Sie mochte ihn, weil sie sich auf Augenhöhe begegneten, denn Jochen Hansen verfügte ebenso wie sie erst über wenig Berufserfahrung. Gelegentlich sprachen sie über ihre Erlebnisse in der Klinik und schütteten sich auch gegenseitig das Herz aus, wenn sie sich ungerecht behandelt fühlten. Aber mehr als einen Kollegen sah sie in ihm nicht.
Nach der Besprechung nahm er sie kurz zur Seite und schlug ein gemeinsames Abendessen vor. Dana hatte keine Einwände. Ihre Tante, mit der sie zusammenlebte, forderte sie ohnehin ständig auf, mehr auszugehen und sich mit jungen Leuten zu treffen.
Aber das war leichter gesagt als getan, denn Dana mochte keine laute Geselligkeit. Bei größeren Menschenansammlungen, wie sie in Discos oder Klubs zu finden waren, fühlte sie sich nicht zugehörig, ja sogar verloren.

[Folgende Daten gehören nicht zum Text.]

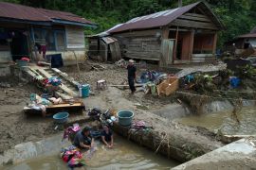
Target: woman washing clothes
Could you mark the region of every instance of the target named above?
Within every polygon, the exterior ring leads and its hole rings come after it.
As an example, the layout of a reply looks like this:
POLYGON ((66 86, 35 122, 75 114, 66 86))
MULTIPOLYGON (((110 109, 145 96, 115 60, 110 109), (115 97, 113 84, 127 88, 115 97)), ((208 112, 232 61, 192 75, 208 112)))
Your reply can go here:
POLYGON ((114 144, 113 133, 107 126, 103 126, 101 141, 108 148, 113 147, 113 144, 114 144))

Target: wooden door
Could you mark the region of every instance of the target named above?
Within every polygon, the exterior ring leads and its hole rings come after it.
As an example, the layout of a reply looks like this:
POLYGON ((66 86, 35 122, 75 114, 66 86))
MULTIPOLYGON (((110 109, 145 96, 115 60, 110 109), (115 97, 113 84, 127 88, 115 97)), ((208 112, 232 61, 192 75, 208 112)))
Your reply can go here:
POLYGON ((162 40, 162 55, 165 64, 173 63, 174 42, 175 40, 174 39, 162 40))

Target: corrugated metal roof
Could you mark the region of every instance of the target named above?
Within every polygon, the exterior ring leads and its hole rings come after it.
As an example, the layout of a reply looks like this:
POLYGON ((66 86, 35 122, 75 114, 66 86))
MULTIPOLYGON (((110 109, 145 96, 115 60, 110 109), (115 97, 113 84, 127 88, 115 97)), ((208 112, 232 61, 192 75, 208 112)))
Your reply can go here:
POLYGON ((248 33, 248 34, 240 35, 237 38, 256 38, 256 33, 248 33))
POLYGON ((70 12, 36 8, 6 2, 0 2, 0 17, 33 22, 54 22, 54 20, 63 20, 94 25, 92 22, 70 12))
POLYGON ((173 8, 169 10, 159 11, 156 13, 153 13, 150 15, 145 15, 141 17, 133 18, 130 21, 111 29, 110 33, 121 32, 126 30, 133 29, 143 29, 143 28, 152 28, 158 27, 169 25, 171 22, 183 15, 184 13, 191 10, 192 8, 201 6, 204 8, 209 10, 209 14, 211 15, 213 22, 219 26, 219 27, 223 28, 222 23, 219 19, 214 15, 209 6, 204 2, 197 2, 194 4, 191 4, 188 6, 184 6, 182 8, 173 8))
POLYGON ((256 26, 251 29, 250 33, 256 33, 256 26))
POLYGON ((102 40, 104 41, 104 42, 106 42, 106 43, 112 43, 112 42, 118 41, 117 39, 115 39, 115 38, 113 38, 113 37, 102 37, 101 39, 102 39, 102 40))

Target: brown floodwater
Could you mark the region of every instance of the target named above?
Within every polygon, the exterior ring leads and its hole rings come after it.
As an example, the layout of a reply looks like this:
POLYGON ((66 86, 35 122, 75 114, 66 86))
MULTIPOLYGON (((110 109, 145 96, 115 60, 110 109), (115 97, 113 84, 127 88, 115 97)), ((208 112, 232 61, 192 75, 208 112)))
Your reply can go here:
MULTIPOLYGON (((119 170, 119 169, 170 169, 178 162, 168 160, 160 155, 138 146, 121 137, 115 136, 116 143, 113 149, 105 148, 98 143, 98 150, 92 158, 86 161, 84 169, 119 170)), ((64 170, 66 164, 58 153, 50 157, 42 157, 25 162, 6 167, 5 170, 64 170)), ((83 168, 82 168, 83 169, 83 168)))
POLYGON ((176 121, 187 126, 203 127, 215 132, 220 129, 223 134, 228 135, 255 135, 256 108, 245 107, 237 116, 240 123, 232 117, 231 111, 190 115, 176 121))

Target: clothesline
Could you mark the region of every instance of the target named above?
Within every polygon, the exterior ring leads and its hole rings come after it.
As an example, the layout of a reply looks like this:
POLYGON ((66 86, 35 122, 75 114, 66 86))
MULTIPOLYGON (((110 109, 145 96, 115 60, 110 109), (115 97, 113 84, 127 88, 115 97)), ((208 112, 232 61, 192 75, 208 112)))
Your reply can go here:
POLYGON ((217 96, 210 96, 210 95, 206 95, 206 94, 192 94, 192 93, 186 93, 186 92, 180 92, 180 91, 176 91, 176 94, 189 94, 189 95, 194 95, 194 96, 200 96, 200 97, 208 97, 208 98, 215 98, 215 99, 225 99, 225 100, 233 100, 233 101, 237 101, 237 100, 244 100, 244 101, 255 101, 255 99, 245 99, 245 98, 229 98, 229 97, 217 97, 217 96))

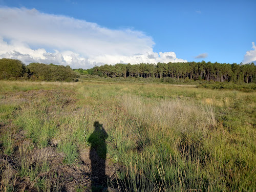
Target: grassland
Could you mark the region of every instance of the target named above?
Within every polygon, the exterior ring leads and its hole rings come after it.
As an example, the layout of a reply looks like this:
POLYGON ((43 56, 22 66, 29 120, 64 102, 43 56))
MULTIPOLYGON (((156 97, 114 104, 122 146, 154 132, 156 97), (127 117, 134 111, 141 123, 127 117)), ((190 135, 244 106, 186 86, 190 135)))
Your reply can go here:
POLYGON ((255 91, 1 81, 0 122, 2 191, 256 188, 255 91), (91 175, 95 122, 108 135, 105 182, 91 175))

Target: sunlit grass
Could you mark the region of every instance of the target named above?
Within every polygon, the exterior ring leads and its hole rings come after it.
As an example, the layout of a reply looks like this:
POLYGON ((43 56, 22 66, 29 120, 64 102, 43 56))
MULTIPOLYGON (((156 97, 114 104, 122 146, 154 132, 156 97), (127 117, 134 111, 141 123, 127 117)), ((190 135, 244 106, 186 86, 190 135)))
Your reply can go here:
MULTIPOLYGON (((141 83, 1 82, 2 119, 11 119, 36 147, 63 152, 65 164, 78 163, 79 150, 90 147, 94 122, 102 124, 109 135, 107 158, 118 165, 120 189, 256 188, 254 92, 141 83), (49 92, 36 94, 42 90, 49 92), (36 94, 24 101, 19 92, 36 94)), ((11 155, 11 134, 3 135, 3 151, 11 155)), ((23 165, 20 177, 44 172, 31 172, 24 161, 18 163, 23 165)), ((49 181, 42 179, 38 186, 49 181)))

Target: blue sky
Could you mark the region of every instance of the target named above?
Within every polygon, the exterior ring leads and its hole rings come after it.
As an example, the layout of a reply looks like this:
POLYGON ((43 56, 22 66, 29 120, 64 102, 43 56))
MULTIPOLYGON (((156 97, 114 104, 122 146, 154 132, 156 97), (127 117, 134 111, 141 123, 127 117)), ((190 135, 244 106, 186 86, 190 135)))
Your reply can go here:
POLYGON ((0 30, 0 57, 25 63, 88 68, 120 60, 256 60, 255 0, 0 0, 0 6, 6 29, 0 30))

„Ich möchte dich gern einladen“, sagte Joachim, um von vornherein zu klären, wer die Rechnung bezahlt, doch damit war Dana nicht einverstanden.
„Kommt nicht infrage“, widersprach Dana. „Jeder zahlt seins. Sonst …“
„Okay, okay“, meinte er lachend. „Akzeptiert. Ganz, wie du willst. Aber es hätte mir schon Freude gemacht.“
***
Chefarzt Dr. Holl kam an diesem Abend später als sonst nach Hause. Seine Frau Julia begrüßte ihn mit einem Kuss und nahm ihm die Tasche ab.
„Eine überraschend schnelle Geburt“, erklärte Stefan, ein hochgewachsener ansehnlicher Mann, der stets offen und herzlich auf die Menschen zuging. „Der kleine Bub hat es ziemlich eilig gehabt, auf die Welt zu kommen. Er wollte seinen Geburtstermin nicht mehr abwarten. Aber die Natur ist nun mal unberechenbar. Mutter und Kind sind wohlauf, und so konnte ich nach getaner Arbeit ruhigen Gewissens Feierabend machen.“
„Hast du Hunger?“, erkundigte sich Julia Holl, eine Kinderärztin, die ihren Beruf jedoch nicht mehr ausübte.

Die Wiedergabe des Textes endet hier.